PeerJ. 2018 Mar 19:6:e4521. doi: 10.7717/peerj.4521. eCollection 2018.

Abstract

We can recover genetic information from organisms of all kinds using environmental sampling. In recent years, sequencing this environmental DNA (eDNA) has become a tractable means of surveying many species using water, air, or soil samples. The technique is beginning to become a core tool for ecologists, environmental scientists, and biologists of many kinds, but the temporal resolution of eDNA sampling is often unclear, limiting the ecological interpretations of the resulting datasets.
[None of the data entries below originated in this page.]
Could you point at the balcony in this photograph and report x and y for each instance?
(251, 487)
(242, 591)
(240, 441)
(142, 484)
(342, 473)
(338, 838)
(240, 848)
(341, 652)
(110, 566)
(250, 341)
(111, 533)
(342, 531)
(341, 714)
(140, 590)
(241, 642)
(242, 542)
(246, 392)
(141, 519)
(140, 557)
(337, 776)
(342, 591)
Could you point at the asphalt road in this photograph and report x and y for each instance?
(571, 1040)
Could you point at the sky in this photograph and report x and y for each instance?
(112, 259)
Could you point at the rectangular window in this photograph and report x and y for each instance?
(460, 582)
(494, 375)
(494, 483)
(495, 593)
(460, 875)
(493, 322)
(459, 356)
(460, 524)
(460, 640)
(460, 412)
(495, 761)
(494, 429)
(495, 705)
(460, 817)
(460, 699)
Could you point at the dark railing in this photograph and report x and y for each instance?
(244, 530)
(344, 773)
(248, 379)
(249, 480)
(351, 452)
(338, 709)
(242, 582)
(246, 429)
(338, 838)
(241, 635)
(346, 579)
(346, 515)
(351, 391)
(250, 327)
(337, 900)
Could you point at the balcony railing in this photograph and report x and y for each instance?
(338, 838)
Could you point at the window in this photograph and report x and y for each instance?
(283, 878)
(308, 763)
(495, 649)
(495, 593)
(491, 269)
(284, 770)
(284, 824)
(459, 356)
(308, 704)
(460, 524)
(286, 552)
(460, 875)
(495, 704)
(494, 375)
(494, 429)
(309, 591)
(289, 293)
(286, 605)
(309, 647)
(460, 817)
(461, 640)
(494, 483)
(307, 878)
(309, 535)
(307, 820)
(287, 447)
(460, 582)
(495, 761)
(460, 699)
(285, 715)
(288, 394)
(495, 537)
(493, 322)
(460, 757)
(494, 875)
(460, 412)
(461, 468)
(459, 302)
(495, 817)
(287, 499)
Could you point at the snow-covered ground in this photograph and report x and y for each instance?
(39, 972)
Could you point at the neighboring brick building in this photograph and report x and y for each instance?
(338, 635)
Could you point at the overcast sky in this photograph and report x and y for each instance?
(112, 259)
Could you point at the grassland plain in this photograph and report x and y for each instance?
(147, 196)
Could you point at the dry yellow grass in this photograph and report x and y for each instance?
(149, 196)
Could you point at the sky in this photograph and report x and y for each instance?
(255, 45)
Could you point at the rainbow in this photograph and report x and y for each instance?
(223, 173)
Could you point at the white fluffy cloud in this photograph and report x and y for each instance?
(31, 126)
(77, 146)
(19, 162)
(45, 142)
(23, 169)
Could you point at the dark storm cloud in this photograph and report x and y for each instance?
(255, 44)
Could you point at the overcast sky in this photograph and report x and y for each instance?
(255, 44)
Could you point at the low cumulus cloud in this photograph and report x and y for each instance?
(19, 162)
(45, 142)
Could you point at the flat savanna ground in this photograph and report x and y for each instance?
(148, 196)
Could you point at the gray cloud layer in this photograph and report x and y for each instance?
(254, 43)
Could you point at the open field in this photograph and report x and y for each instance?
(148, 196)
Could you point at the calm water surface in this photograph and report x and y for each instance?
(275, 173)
Here, in a temporally and spatially replicated field study using ca. 313 bp of eukaryotic COI mtDNA as a marker, we find that nearshore organismal communities are largely consistent across tides. Our findings suggest that nearshore eDNA from both benthic and planktonic taxa tends to be endogenous to the site and water mass sampled, rather than changing with each tidal cycle. However, where physiochemical water mass characteristics change, we find that the relative contributions of a broad range of organisms to eDNA communities shift in concert.

Keywords: Ecological communities; Metabarcoding; eDNA.

Grants and funding

This work was made possible by grant 2016-65101 from the David and Lucile Packard Foundation to Ryan Kelly. The funders had no role in study design, data collection and analysis, decision to publish, or preparation of the manuscript.